Here’s the kicker — when I do the same BUT FOR analysis on Fannie/Freddie, It get different results.

-Were they an accounting fraud run by weasels? Yes. -Did they securitze mortgages? Yes, for decades. -What about securitizing sub-prime mortgages? Primarily after late 2005. By then, the die had been cast.

So are Fannie & Freddie a “BUT FOR” ?

I don’t see how. Wall Street had been securitizing most of the sub-prime mortgages for years without the GSEs — Fannie and Freddie jumped in very late because they were losing market share. Their timing was perfect they started doing nonconforming mortgages just as the market peaked.

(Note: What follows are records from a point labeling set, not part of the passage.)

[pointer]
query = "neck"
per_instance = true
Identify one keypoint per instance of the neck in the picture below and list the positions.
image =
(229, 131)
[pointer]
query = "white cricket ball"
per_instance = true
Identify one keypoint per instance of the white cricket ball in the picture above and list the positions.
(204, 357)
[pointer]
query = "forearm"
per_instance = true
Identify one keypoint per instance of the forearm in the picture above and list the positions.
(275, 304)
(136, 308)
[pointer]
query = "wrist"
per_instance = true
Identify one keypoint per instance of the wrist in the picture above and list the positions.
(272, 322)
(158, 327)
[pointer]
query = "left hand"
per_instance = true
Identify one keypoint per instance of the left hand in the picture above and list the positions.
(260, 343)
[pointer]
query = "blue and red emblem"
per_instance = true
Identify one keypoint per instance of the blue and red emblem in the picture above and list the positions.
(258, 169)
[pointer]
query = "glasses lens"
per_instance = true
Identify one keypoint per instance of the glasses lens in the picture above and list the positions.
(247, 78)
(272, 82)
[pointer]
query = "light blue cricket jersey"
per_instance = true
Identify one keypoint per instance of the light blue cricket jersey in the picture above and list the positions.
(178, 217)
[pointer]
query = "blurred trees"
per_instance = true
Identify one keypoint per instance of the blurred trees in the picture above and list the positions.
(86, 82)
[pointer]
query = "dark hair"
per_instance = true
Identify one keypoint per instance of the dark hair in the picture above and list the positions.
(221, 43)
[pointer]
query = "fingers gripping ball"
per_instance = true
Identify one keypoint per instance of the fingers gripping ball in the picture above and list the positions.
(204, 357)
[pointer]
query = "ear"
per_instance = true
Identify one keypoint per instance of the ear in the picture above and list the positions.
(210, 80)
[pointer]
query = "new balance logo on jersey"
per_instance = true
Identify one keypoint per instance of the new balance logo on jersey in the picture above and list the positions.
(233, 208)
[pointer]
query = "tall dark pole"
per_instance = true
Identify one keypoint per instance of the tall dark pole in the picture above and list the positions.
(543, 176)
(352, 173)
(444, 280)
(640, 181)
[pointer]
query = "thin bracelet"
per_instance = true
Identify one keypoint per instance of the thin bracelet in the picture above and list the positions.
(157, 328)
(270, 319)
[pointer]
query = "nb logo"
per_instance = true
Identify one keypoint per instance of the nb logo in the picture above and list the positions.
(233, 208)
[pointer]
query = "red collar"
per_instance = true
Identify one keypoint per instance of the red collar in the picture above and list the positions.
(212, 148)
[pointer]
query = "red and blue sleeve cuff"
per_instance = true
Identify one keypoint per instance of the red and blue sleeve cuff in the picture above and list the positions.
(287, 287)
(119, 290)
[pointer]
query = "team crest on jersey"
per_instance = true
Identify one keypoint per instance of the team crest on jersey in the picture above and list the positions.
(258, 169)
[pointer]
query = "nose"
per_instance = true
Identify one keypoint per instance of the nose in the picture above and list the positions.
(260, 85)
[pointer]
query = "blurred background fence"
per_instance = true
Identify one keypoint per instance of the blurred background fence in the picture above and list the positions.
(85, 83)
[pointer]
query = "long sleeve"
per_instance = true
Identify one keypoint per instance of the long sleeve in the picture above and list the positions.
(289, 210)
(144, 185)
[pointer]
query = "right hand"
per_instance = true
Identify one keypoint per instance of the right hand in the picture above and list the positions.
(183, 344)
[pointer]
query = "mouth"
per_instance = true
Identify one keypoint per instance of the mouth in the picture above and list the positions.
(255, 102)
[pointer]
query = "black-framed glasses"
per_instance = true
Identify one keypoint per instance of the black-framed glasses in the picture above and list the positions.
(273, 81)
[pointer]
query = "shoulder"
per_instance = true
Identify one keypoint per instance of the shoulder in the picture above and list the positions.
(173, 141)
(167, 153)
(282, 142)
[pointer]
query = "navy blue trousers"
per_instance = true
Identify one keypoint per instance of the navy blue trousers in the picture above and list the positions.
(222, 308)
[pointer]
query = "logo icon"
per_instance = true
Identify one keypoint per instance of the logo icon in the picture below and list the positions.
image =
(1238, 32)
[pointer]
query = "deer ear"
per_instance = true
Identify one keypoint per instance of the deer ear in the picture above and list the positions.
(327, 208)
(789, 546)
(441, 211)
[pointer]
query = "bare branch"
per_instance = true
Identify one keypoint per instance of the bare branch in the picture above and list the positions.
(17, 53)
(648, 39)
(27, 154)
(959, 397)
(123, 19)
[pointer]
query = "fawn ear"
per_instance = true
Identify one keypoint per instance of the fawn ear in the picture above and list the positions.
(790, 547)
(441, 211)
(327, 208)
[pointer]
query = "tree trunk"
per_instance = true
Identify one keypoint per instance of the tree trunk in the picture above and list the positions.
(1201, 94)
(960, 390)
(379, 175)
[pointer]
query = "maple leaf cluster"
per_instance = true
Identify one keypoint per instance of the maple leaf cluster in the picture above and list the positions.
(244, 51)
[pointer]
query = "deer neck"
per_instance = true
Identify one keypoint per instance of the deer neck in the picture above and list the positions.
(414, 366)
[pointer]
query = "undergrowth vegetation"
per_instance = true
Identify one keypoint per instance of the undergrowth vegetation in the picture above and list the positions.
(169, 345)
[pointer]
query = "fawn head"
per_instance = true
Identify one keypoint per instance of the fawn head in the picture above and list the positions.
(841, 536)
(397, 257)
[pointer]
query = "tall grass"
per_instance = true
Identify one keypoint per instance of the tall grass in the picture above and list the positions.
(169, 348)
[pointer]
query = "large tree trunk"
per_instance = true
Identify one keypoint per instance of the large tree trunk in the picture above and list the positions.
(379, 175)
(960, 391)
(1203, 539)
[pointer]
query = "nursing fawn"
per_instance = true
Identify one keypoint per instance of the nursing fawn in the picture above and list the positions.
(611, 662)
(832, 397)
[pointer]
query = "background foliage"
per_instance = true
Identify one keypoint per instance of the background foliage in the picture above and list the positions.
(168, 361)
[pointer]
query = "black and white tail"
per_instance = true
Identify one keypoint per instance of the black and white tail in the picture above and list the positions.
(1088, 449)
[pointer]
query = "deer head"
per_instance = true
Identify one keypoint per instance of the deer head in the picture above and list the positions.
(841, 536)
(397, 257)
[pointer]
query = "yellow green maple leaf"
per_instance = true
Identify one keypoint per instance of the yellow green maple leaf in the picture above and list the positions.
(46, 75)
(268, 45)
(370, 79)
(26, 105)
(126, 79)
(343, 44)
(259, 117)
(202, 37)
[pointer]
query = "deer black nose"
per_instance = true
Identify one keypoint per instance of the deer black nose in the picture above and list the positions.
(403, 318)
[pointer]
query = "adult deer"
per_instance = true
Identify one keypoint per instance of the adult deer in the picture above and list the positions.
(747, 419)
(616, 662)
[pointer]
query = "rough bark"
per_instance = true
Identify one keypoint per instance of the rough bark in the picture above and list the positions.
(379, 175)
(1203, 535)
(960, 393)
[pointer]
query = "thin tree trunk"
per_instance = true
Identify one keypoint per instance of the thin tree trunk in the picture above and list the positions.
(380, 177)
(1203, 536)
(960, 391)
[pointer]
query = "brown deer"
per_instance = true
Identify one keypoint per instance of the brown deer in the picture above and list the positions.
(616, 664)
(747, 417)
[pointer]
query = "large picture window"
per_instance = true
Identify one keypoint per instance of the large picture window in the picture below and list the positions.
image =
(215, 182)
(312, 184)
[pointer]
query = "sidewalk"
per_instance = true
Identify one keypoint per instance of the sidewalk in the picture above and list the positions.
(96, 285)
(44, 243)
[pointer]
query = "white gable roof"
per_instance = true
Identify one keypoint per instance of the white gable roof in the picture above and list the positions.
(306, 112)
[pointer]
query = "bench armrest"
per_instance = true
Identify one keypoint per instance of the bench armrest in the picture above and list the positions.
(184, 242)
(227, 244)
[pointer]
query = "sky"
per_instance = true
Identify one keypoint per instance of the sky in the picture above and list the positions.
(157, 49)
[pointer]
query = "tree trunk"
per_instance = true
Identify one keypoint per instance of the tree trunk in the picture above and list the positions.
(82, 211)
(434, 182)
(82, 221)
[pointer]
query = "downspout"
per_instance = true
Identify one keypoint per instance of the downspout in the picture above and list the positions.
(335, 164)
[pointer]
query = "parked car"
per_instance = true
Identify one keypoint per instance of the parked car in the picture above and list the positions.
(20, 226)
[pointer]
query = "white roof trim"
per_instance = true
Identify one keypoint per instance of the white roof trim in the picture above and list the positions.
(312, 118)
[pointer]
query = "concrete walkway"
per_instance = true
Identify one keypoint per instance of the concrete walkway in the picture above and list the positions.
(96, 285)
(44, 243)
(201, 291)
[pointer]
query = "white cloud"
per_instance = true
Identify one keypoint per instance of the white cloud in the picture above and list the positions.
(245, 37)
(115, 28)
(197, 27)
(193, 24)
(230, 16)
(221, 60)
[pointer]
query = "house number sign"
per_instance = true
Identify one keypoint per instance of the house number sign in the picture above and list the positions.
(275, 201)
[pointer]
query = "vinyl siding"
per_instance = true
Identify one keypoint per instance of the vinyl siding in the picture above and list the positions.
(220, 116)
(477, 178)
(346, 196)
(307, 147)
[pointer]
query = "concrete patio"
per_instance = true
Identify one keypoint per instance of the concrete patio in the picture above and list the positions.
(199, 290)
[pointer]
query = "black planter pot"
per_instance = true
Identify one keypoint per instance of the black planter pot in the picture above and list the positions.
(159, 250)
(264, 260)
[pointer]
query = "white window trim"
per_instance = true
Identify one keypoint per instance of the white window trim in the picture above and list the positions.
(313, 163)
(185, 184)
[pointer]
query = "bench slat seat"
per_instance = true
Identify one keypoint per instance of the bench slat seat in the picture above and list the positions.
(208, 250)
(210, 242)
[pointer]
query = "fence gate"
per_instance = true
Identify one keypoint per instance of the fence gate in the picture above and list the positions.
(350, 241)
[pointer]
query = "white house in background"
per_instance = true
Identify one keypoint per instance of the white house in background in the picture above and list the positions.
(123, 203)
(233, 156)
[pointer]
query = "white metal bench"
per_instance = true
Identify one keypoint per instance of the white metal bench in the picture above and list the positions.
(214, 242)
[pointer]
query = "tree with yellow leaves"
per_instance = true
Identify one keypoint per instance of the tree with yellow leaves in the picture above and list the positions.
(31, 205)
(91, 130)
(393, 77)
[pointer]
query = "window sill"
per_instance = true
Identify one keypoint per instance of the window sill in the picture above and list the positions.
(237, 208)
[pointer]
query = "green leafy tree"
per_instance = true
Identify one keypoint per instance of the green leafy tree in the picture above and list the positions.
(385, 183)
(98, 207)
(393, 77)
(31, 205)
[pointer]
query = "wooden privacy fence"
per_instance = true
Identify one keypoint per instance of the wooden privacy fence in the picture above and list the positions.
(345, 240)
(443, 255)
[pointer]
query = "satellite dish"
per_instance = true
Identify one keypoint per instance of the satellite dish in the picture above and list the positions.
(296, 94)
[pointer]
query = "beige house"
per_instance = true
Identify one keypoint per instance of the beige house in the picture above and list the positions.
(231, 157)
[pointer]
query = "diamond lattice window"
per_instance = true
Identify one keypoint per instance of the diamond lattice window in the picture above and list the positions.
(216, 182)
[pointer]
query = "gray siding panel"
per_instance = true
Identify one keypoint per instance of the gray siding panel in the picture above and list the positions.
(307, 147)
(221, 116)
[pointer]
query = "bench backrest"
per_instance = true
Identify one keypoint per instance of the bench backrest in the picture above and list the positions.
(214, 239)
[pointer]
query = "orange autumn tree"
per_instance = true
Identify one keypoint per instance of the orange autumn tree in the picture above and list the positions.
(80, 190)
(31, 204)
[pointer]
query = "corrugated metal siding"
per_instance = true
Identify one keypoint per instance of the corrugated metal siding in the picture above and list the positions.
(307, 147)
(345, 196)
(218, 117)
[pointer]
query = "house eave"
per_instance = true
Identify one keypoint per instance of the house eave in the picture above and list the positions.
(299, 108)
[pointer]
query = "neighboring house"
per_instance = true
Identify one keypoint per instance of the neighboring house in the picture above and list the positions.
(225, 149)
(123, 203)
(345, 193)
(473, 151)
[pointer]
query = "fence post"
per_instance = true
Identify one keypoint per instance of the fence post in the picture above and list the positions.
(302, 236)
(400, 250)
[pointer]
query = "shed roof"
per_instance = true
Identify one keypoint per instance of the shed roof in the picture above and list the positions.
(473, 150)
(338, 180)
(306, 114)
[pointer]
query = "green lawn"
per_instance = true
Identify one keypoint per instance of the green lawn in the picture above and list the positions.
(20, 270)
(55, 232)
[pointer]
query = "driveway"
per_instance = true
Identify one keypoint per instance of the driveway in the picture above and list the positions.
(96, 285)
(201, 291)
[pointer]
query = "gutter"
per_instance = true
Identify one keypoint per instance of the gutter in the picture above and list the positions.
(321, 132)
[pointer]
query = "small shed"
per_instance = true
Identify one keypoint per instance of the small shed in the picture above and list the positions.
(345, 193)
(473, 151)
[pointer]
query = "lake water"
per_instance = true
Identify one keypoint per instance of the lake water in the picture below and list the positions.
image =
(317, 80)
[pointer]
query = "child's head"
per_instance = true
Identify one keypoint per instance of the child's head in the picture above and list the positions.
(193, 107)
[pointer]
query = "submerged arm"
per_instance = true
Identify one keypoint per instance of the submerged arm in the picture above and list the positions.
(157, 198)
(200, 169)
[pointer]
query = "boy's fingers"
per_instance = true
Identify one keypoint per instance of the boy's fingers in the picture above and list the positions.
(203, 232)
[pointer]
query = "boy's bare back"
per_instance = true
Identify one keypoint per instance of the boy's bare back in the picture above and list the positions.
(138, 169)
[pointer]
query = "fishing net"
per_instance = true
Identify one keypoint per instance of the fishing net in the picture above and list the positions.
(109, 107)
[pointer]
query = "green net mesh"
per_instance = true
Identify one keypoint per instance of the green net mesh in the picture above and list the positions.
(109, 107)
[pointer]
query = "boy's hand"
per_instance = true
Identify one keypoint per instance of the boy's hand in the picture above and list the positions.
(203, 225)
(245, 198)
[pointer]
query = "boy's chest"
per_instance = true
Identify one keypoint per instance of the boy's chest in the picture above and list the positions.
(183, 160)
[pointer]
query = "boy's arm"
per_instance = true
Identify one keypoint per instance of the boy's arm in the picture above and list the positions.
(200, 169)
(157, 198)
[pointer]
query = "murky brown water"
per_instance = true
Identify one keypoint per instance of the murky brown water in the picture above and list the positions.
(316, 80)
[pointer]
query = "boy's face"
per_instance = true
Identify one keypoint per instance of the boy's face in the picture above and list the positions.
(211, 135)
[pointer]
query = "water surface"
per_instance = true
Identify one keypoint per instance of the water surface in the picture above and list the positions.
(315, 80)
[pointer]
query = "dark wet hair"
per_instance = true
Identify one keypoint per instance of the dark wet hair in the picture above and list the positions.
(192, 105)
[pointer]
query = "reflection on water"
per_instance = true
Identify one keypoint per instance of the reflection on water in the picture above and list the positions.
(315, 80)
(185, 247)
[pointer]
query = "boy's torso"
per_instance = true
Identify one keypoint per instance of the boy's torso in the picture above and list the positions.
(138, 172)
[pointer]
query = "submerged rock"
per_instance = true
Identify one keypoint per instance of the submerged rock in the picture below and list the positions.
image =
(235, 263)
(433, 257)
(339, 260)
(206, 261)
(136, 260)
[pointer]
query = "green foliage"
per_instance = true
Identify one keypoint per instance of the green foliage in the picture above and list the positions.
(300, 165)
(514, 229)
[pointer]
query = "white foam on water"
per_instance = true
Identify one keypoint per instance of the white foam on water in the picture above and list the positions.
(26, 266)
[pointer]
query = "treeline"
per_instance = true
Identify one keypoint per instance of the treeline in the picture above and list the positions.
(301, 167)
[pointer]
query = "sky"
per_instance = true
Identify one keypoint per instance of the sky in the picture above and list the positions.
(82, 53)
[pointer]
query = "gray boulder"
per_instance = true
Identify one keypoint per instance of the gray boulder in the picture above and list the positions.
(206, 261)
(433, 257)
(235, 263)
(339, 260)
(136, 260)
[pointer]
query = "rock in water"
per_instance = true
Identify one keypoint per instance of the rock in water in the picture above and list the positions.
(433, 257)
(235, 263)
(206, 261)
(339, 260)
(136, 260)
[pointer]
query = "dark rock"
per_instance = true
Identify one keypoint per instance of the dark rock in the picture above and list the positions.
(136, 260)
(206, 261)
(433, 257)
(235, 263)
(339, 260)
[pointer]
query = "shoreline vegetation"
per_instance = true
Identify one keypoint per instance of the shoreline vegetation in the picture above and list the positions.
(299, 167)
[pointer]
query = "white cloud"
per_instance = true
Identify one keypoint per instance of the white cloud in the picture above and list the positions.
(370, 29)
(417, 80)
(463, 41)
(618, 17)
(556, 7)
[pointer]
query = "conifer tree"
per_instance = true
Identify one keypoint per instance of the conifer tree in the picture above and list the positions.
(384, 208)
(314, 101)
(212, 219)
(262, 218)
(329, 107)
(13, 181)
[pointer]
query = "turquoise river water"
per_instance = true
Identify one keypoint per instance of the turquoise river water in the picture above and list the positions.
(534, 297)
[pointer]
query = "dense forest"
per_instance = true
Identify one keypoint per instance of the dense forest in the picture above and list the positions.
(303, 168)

And if Fannie & Freddie didn’t exist, mortgage securitization would have happened anyway, the way it did in areas where their were no GSEs — securitized credit card receivables, auto loans, small biz loans, etc. took place without GSEs. I assume there would likely have been a private sector version for conforming loans, the way there was a private sector securitizing response to the demand for non-conforming (sub-prime) loans.

That’s how I end up saying they were not a prime cause of the crisis.

Of course, they certainly made things worse — but so did a lot of other entities. But the key question for the blame Fannie/Freddie crowd is “Would the crisis has happened without them?”  The answer is yes — FRE/FNM were not BUT FORs, because all of this was happening anyway, prior to their participation in subprimes late 2005.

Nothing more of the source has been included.